‘For God so loved the world'
A recent Harris Poll reveals that 90 percent of Americans believe in God. That's an impressive and encouraging statistic. But when you dig a bit deeper, the matter seems more complicated: less than half of that 90 percent are in a church or synagogue weekly. A major question for many people is this: "Where is God in my life?" By which people mean things like: Where do I find God in my daily situation? Where does God find me? How do I know I'm finding God and he's finding me? How is God present and active in this economic crisis? In the lives of people with no home, no hope, not even any job or health insurance? Where is God? What is he doing?
Jesus answers these questions, in perhaps the most beloved and famous verse in the entire New Testament, John Chapter 3, verse 16: "For God so loved the world that he gave his only Son, that whoever believes in him may not die but may have eternal life." I often refer to this verse as the official Scripture verse of the National Football League - John 3:16. During almost every professional football game on television we see someone in the stands unfurl a banner that reads: "John 3: 16." That's this verse!
These 25 words contain the entire truth of the history of our salvation. Most important of all, Jesus teaches that saving all of us from sin and death is the initiative, the plan of a loving God. It's nothing we could ever do for ourselves. "God so loved the world," Jesus says. Notice how that directly contradicts the attitude we sometimes meet in some Christian spiritual advice, namely, that followers of Jesus Christ should hate or despise this world we live in. Jesus did not do that or teach that. He says that his Father in heaven created the world and loves the world he created. In particular, a loving God created us to love him and each other in return.
God our Father created us, his children, and remains faithful to us even when we are unfaithful to him, and to each other. And, God created us free. We can choose to believe in him or not; we can choose to serve him or not. We can choose the light, as Jesus says at the end of this gospel passage; we can act in truth and come into the light of Christ. Or, we can hate the light, choose to do evil, choose the darkness.

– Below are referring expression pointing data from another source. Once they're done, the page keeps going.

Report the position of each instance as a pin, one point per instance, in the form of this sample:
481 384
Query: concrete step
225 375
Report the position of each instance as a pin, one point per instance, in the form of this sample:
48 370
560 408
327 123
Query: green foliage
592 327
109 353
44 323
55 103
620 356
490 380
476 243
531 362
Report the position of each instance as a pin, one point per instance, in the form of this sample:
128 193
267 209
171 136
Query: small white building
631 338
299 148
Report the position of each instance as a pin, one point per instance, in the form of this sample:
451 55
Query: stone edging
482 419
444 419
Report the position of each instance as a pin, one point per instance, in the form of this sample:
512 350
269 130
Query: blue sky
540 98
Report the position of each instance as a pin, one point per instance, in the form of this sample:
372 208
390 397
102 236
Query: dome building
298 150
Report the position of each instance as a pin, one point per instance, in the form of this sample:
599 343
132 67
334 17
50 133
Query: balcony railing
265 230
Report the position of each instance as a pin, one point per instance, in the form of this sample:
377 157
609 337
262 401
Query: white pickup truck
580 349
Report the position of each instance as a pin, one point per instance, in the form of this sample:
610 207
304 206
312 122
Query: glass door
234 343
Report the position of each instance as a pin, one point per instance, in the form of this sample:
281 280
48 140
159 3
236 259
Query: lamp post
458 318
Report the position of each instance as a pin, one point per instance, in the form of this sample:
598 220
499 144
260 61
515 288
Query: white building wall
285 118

Of course, few people choose evil as evil. Instead, when we sin, we pretend that what is evil is actually good for us right here and now. My friends and I choose to behave in a racist way, because we are just defending our rights, or keeping undesirables out of our community. You eat an entire box of chocolates at one sitting, because you deserve it, because you've been so good for so long now, and it will make you feel so much better.
Then God, our loving and forgiving Father, helps us to change, if we will let him. St. Paul tells us in that second reading that God is rich in mercy. Even though we have been dead in sin, the Father brings us to life in Christ, through Christ's suffering, dying and rising. This salvation is God's gift, not our doing, St. Paul tells us. Paul describes it beautifully: "We are God's handiwork, created in Christ Jesus to lead the life of good deeds which God prepared for us in advance."

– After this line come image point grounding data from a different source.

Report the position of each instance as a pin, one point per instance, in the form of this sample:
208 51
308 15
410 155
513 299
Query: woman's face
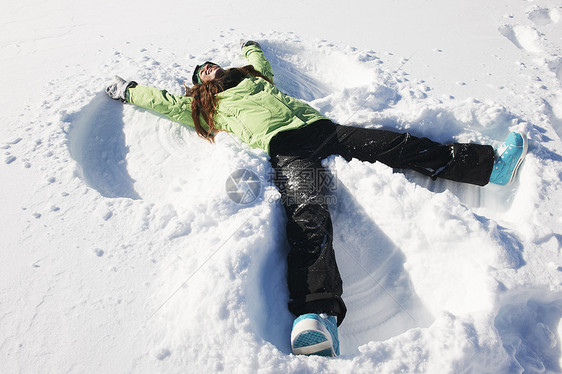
210 72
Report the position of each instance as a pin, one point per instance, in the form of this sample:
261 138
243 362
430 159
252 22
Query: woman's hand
245 43
118 89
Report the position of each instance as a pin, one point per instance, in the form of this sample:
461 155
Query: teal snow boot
508 158
315 334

It's a beautiful plan, made and carried out in love. But right in the middle of all this beautiful talk of God's love, Jesus says something that sounds almost sinister: "God did not send the Son into the world to condemn the world, but that the world might be saved through him. [So far, so good. But then...] Whoever believes in him avoids condemnation, but whoever does not believe is already condemned for not believing in the name of God's only Son." Why this talk of condemnation? Is God taking away with one hand the gift of salvation he just gave us with the other?
Not at all. This truth that Jesus teaches is completely in line with our everyday human experience. Love and judgment, goodness and judgment are often bound up together: life can offer a person an experience that's meant to be nothing but love and goodness, but that person can respond in a way that turns the experience into a judgment. For example, someone loves us and is good to us, but we are free not to respond in love, or even to betray that love. If we do that, judgment follows.

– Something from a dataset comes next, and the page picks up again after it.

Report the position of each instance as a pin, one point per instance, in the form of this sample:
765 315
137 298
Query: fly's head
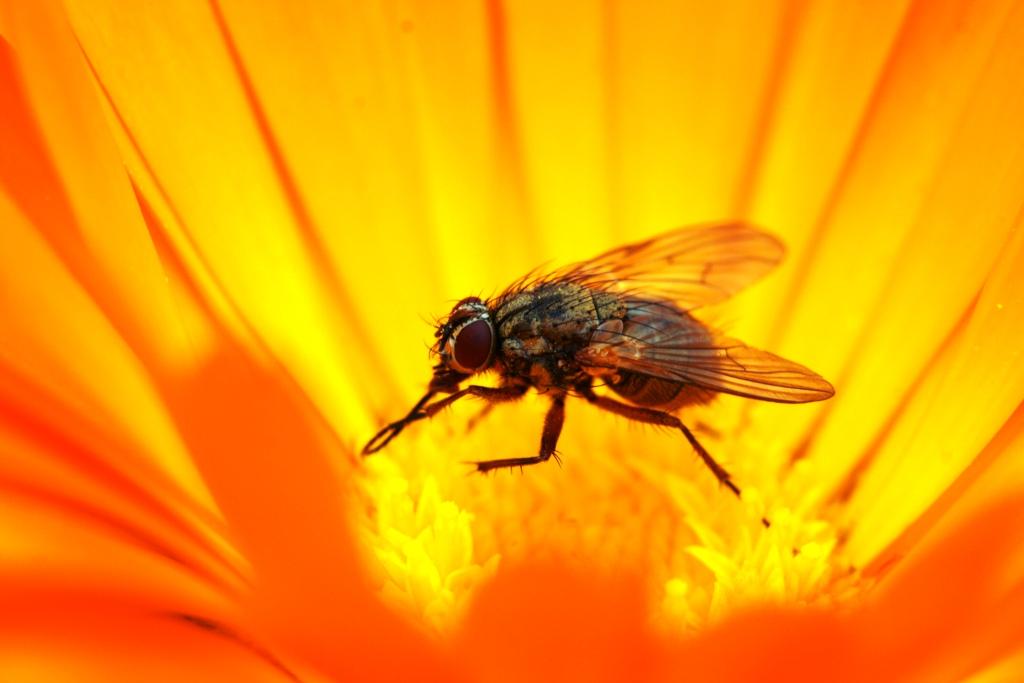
466 342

There's a story told of a young man being guided through an art gallery filled with priceless, beautiful paintings. At the end of the tour, the young man said to the guide, "Well, I don't think much of your old paintings." The guide replied: "These pictures are no longer on trial. Those who look at them are." Exactly! Goodness tests those who meet it; the goodness doesn't fail, but sometimes those who meet the goodness do. Occasionally someone is honest enough to admit the test and the judgment: in ancient Greece there was a wealthy, spoiled nobleman named Alcibiades, who said to Socrates one day, "Socrates, I hate you, for every time I meet you, you let me see who I am."
"For God so loved the world that he gave his only Son, that whoever believes in him may not die but may have eternal life." For meeting God in his Son, Jesus Christ, tests each of us. We spend this season of Lent in prayer, fasting and generosity, in order to get - and to stay - in spiritual shape. We want to meet Jesus Christ in the Mass, in prayer, in Confession, in the teachings of the Church, in all the people in our lives. We want to believe deeply in the name of Jesus, to live and make our choices out of that faith, and to accept the gift he came to give us: eternal life.
By Archbishop George H. Niederauer
San Francisco Archbishop George H. Niederauer delivered this homily at St. Mary's Cathedral on March 22, 2009, the Fourth Sunday of Lent.
From March 27, 2009 issue of Catholic San Francisco.